Saudi Arabia’s Public Investment Fund (PIF) and the Abu Dhabi Investment Authority (ADIA) have been approached to help support a US$1.0-1.5 billion investment in Tata Group’s electric vehicle subsidiary by US private equity group TPG Capital.
Tata Motors is planning to separate its passenger car business, including EVs, and create a separate subsidiary valued at up to US$9 billion, according to the Economic Times. The Indian industrial conglomerate is taking a significant step towards environmental sustainability and green tech with Tata Motors planning 10 new EV models by 2025 with associated nationwide charging infrastructure.
PIF has been a leader in investment in EV markets. It backed Lucid Motors with a US$1 billion investment in 2018. The Tesla rival went public in July via a SPAC merger with Churchill Capital Corporation IV that gave its investment a multi-billion dollar boost in value, and generated US$4.5 billion in fresh capital.
PIF’s investment decisions in the automotive sector have not all been plain-sailing, indicating the challenges facing investors seeking exposure to this new but fast-growing sector. As reported by Global SWF in February, PIF missed out on potential stock price gains of more than US$30 billion in Tesla, having dumped the stake it built in the electric carmaker in Q419.

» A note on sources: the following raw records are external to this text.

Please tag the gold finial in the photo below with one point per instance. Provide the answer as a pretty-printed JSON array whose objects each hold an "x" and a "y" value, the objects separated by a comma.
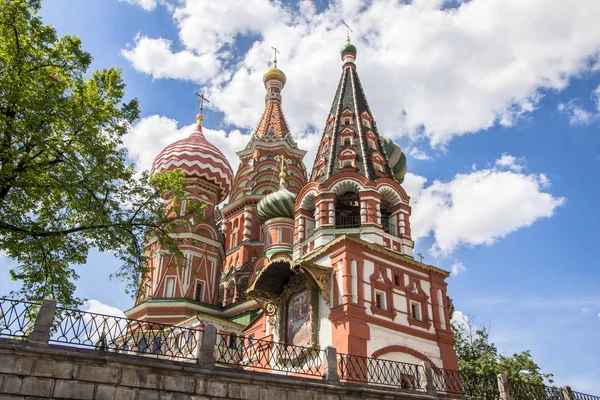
[
  {"x": 282, "y": 174},
  {"x": 275, "y": 56},
  {"x": 200, "y": 116},
  {"x": 348, "y": 30}
]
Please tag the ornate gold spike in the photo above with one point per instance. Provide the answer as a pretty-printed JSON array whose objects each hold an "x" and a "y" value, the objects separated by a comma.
[
  {"x": 348, "y": 30},
  {"x": 275, "y": 56},
  {"x": 200, "y": 116},
  {"x": 282, "y": 174}
]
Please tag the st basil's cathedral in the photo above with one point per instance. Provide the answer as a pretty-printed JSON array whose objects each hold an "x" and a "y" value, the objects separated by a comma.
[{"x": 309, "y": 258}]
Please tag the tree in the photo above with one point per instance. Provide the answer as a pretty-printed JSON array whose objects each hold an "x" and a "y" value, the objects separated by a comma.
[
  {"x": 65, "y": 184},
  {"x": 476, "y": 355}
]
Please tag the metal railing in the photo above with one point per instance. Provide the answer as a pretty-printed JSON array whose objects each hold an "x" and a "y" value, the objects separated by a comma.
[
  {"x": 17, "y": 317},
  {"x": 469, "y": 384},
  {"x": 128, "y": 336},
  {"x": 250, "y": 353},
  {"x": 389, "y": 228},
  {"x": 583, "y": 396},
  {"x": 380, "y": 372},
  {"x": 347, "y": 221},
  {"x": 123, "y": 335},
  {"x": 533, "y": 391}
]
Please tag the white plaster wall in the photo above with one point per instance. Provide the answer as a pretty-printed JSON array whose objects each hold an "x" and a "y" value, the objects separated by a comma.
[
  {"x": 402, "y": 357},
  {"x": 324, "y": 324},
  {"x": 382, "y": 337}
]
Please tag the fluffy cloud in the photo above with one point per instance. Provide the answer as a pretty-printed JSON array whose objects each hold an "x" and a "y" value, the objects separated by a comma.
[
  {"x": 147, "y": 5},
  {"x": 428, "y": 70},
  {"x": 478, "y": 207},
  {"x": 418, "y": 154},
  {"x": 510, "y": 162},
  {"x": 97, "y": 307},
  {"x": 154, "y": 57},
  {"x": 457, "y": 268},
  {"x": 577, "y": 113}
]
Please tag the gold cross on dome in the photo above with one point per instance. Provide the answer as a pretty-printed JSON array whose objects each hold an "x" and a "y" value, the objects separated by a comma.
[
  {"x": 202, "y": 100},
  {"x": 348, "y": 30},
  {"x": 275, "y": 56}
]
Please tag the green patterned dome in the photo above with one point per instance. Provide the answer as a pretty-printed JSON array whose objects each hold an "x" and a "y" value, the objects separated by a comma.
[
  {"x": 279, "y": 204},
  {"x": 397, "y": 159},
  {"x": 348, "y": 48}
]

PIF had held a stake worth US$2 billion in Elon Musk's company by end-September 2019 and if it had held onto those shares, its stake would have been worth around US$33 billion by 2021; at the close of trading this week, its share price was 11% above the start of the year. However, Lucid Motors was trading at more than 13% below the price at IPO, despite positive reviews of battery performance exceeding that of Tesla.
ADIA has yet to invest in the EV sector, but its sister SWF in Abu Dhabi, Mubadala, joined with the Qatar Investment Authority in backing Chinese EV manufacturer Xpeng Motors’ Series C funding round in August 2020. Xpeng launched its IPO in New York later that month, raising US$1.5 billion and valuing the company at US$11 billion. At the close of business this week, the EV maker’s stock was nearly two thirds above the price at IPO but down 11% from the beginning of 2021, demonstrating the volatility EV producer stocks in public markets and raising questions over valuations.
While the EV market is hotting up amid the global push for energy transition, traditional carmakers are responding to demand and are developing cross-border alliances to respond to the young upstarts. By investing in Tata’s EV unit, PIF and ADIA would be supporting the transition of an established carmaker in one of the world’s largest car markets. The move would represent a departure from the focus on startups, such as Tesla, Lucid and Xpeng.
European regulations are helping to drive demand with the EU seeking to tie post-pandemic recovery stimulus to its aim of carbon neutrality by 2050. Purchases are being incentivized by the bloc’s imposition of stringent emission standards and development of charging infrastructure with EV sales growth of nearly 170% in 2020, an expected 1.5 million EV sales in Europe in 2021 and exponential growth in the future. For all carmakers, it is a rate of growth they cannot ignore and it is only a matter of time before EV startups feel the impact of stronger competition from autos majors.